Technological advances have enabled researchers to tackle questions that involve generating vast amounts of data. Data generation at this scale poses a series of challenges concerning data analysis, manipulation, annotation, sharing and storage that researchers, institutions, funders and journals have not yet fully grasped. How should data be annotated before being stored in a database so that it can be as useful as possible to other researchers? Should data-sharing requirements be extended to the computer codes that were used to analyze the data? Who should have access to the data, and who pays for data storage and management?

These questions will become more pressing as further technological advances make it even easier to produce ever larger data sets, and it won't be simple come up with the answers. Last year, the US National Academy of Sciences, the National Academy of Engineering and the Institute of Medicine published a report called Ensuring the Integrity, Accessibility, and Stewardship of Research Data in the Digital Age, which provides a useful framework around which to organize what has become an urgent dialogue.

The report focuses on three aspects of the problem: data integrity, access and long-term preservation. The authors organize the discussion around three broad principles (the Data Integrity Principle, the Data Access and Sharing Principle and the Data Stewardship Principle) to then make a set of specific recommendations to assist in the development of policies, standards and infrastructure necessary to make the most of scientific data.

It is to the authors' credit that they took on such an ambitious task and succeeded in identifying the key issues at stake, drawing on examples from disciplines ranging from the social sciences to astronomy. But, perhaps precisely because they were charged with such a broad assignment, the principles and recommendations of the report end up being somewhat anticlimactic.

For example, the Data Access and Sharing Principle states that “Research data, methods and other information integral to publicly reported results should be publicly accessible.” To that end, the report's four recommendations are that researchers make data accessible (or explain why they cannot do so, if there are “compelling reasons” to withhold them), that research communities develop discipline-specific sharing standards, that funders and journals promote data sharing and that research institutes establish clear sharing policies.

All of this is well and good, but it will hardly be news to those who have pondered these issues. At the Nature journals, for example, data sharing has long been a requirement for publication, and we have gone as far as directly urging authors to fulfill their commitment to sharing when other researchers have requested our involvement. So the merit of the report does not lie in its recommendations but in its disciplined analysis of the current state of play, its multidisciplinary perspective on the problems and its identification of the tough questions that scientists, institutions, funders and journals need to answer to move forward, even though it provides little in terms of answers.

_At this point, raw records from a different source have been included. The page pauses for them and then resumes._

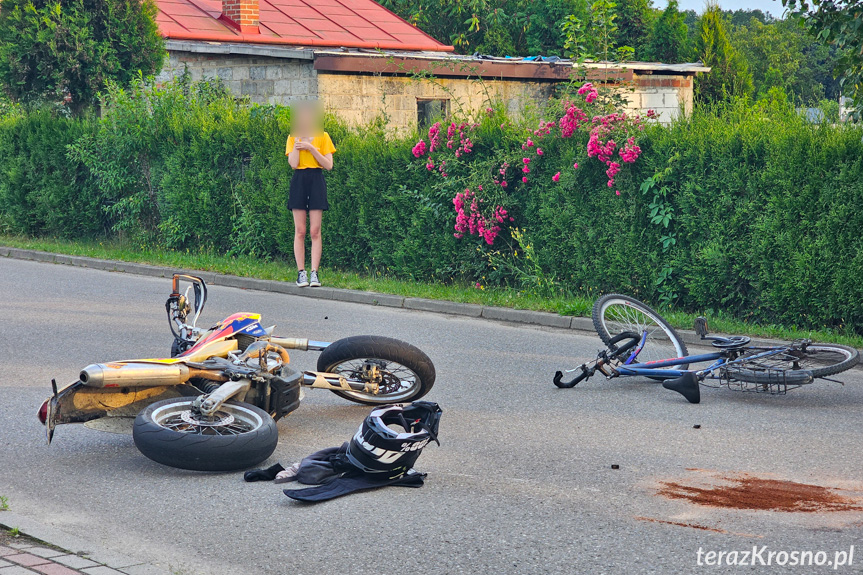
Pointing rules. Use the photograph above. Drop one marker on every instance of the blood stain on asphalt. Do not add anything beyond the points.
(679, 524)
(755, 493)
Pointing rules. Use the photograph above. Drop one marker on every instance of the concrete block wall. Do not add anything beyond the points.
(263, 79)
(359, 99)
(667, 95)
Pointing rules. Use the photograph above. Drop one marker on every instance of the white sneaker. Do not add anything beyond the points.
(303, 279)
(313, 279)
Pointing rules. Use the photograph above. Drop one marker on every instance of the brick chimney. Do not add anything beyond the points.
(241, 14)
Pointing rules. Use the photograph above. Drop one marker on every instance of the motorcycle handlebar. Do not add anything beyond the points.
(301, 344)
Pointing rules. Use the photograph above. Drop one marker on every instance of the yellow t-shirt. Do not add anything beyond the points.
(322, 142)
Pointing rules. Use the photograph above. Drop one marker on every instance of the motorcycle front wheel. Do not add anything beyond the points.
(403, 372)
(173, 433)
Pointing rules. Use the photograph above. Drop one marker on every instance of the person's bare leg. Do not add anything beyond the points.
(315, 217)
(300, 238)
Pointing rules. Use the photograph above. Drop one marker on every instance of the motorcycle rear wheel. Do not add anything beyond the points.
(238, 437)
(406, 373)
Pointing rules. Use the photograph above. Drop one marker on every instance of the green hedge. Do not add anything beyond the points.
(766, 207)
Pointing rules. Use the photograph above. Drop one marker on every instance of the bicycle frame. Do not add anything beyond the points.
(718, 359)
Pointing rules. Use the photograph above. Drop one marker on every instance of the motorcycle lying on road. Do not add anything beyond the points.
(213, 405)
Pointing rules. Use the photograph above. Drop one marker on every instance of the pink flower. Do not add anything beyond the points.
(419, 149)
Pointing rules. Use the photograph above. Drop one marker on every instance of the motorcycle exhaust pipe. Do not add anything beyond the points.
(134, 374)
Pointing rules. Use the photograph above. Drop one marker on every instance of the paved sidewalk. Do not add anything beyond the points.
(45, 550)
(29, 558)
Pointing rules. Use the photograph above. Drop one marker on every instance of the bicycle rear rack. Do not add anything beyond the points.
(775, 382)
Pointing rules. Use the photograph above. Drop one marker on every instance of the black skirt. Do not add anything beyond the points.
(308, 190)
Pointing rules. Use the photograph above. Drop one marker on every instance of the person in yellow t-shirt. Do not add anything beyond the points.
(310, 151)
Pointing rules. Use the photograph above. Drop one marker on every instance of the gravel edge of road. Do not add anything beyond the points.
(501, 314)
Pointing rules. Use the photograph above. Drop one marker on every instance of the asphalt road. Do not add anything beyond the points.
(522, 482)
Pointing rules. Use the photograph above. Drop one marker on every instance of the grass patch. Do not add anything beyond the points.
(564, 304)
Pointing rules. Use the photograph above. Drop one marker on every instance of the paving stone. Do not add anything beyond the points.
(15, 570)
(25, 559)
(101, 570)
(55, 569)
(74, 561)
(45, 552)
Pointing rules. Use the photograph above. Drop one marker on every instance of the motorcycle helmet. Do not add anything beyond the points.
(391, 437)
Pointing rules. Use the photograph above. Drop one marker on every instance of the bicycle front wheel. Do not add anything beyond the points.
(796, 365)
(614, 314)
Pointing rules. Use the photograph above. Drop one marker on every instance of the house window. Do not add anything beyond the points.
(429, 110)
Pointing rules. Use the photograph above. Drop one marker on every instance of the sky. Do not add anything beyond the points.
(773, 6)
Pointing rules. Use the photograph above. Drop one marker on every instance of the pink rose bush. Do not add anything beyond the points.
(610, 139)
(469, 218)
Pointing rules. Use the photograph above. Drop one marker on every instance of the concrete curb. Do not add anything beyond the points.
(516, 316)
(501, 314)
(79, 546)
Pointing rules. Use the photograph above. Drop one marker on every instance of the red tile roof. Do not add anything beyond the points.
(312, 23)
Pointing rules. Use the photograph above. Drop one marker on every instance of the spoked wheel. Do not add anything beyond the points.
(797, 364)
(402, 372)
(614, 314)
(172, 432)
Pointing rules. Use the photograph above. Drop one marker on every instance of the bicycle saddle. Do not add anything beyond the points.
(731, 342)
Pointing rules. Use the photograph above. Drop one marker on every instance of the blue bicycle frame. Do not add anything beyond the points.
(656, 368)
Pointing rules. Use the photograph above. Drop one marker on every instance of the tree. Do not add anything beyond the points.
(729, 75)
(633, 24)
(669, 36)
(67, 50)
(838, 23)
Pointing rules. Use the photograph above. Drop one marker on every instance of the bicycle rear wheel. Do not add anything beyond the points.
(614, 314)
(798, 364)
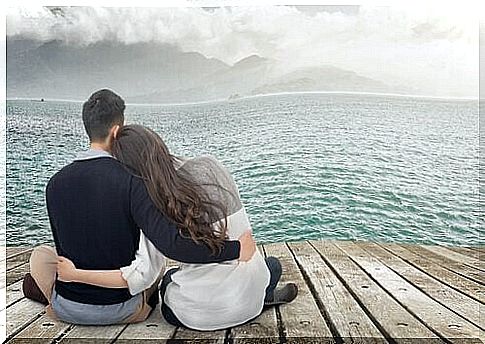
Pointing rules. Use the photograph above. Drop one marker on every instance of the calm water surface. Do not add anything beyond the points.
(308, 166)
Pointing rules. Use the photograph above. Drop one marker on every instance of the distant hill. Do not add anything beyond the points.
(159, 73)
(57, 70)
(321, 79)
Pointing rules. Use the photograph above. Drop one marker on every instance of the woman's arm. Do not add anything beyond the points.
(67, 272)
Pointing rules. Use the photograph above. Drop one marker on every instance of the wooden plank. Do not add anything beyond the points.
(301, 319)
(17, 273)
(460, 283)
(155, 328)
(445, 322)
(346, 316)
(263, 329)
(14, 293)
(188, 336)
(467, 251)
(391, 316)
(92, 334)
(44, 330)
(458, 257)
(459, 303)
(21, 314)
(450, 264)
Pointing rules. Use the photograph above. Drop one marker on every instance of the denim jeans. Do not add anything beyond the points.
(274, 267)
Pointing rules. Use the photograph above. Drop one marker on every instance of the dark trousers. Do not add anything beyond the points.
(275, 270)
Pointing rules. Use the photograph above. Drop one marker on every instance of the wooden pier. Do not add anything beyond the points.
(349, 292)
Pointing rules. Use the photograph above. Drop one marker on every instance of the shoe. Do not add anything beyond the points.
(283, 295)
(32, 291)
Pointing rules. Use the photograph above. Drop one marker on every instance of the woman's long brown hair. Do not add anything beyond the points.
(174, 192)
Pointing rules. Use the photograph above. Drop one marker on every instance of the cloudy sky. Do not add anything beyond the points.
(434, 49)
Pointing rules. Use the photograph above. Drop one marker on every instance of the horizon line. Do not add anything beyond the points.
(264, 95)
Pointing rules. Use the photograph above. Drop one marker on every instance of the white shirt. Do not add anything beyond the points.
(206, 296)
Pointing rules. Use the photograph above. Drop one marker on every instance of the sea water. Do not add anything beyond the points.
(308, 166)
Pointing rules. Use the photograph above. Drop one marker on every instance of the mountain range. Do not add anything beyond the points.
(161, 73)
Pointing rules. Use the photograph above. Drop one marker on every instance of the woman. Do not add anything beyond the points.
(200, 197)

For example, a key aspect to ensure access to research data is ownership. The report duly provides a thorough discussion of copyright and patent issues, the legal aspects of data sharing and the responsibilities of journals. However, the authors of the report do not make specific suggestions about the type of actions that institutions or funders might take to encourage scientists to share their data. Thus, although the report makes clear that, if you receive federal funds for your research, you don't really own your data and must share them, the authors provides little guidance for cases in which your funds also come from an academic-industry partnership (which have an increasingly important role in science funding) or in which you collaborate with an institute with a different sharing policy from that of your own.

Also, the report quite understandably focuses largely on the US, shedding little light on integrity and accessibility issues that surround international collaborations. In Europe, for example, where international projects are the norm, the responsibility for the integrity and accessibility of the data rests upon the labs that produced them. However, papers often have a single corresponding author who assumes the responsibility for the whole manuscript. Should the corresponding author then be held accountable if a collaborator in a country with different rules does not want to share data?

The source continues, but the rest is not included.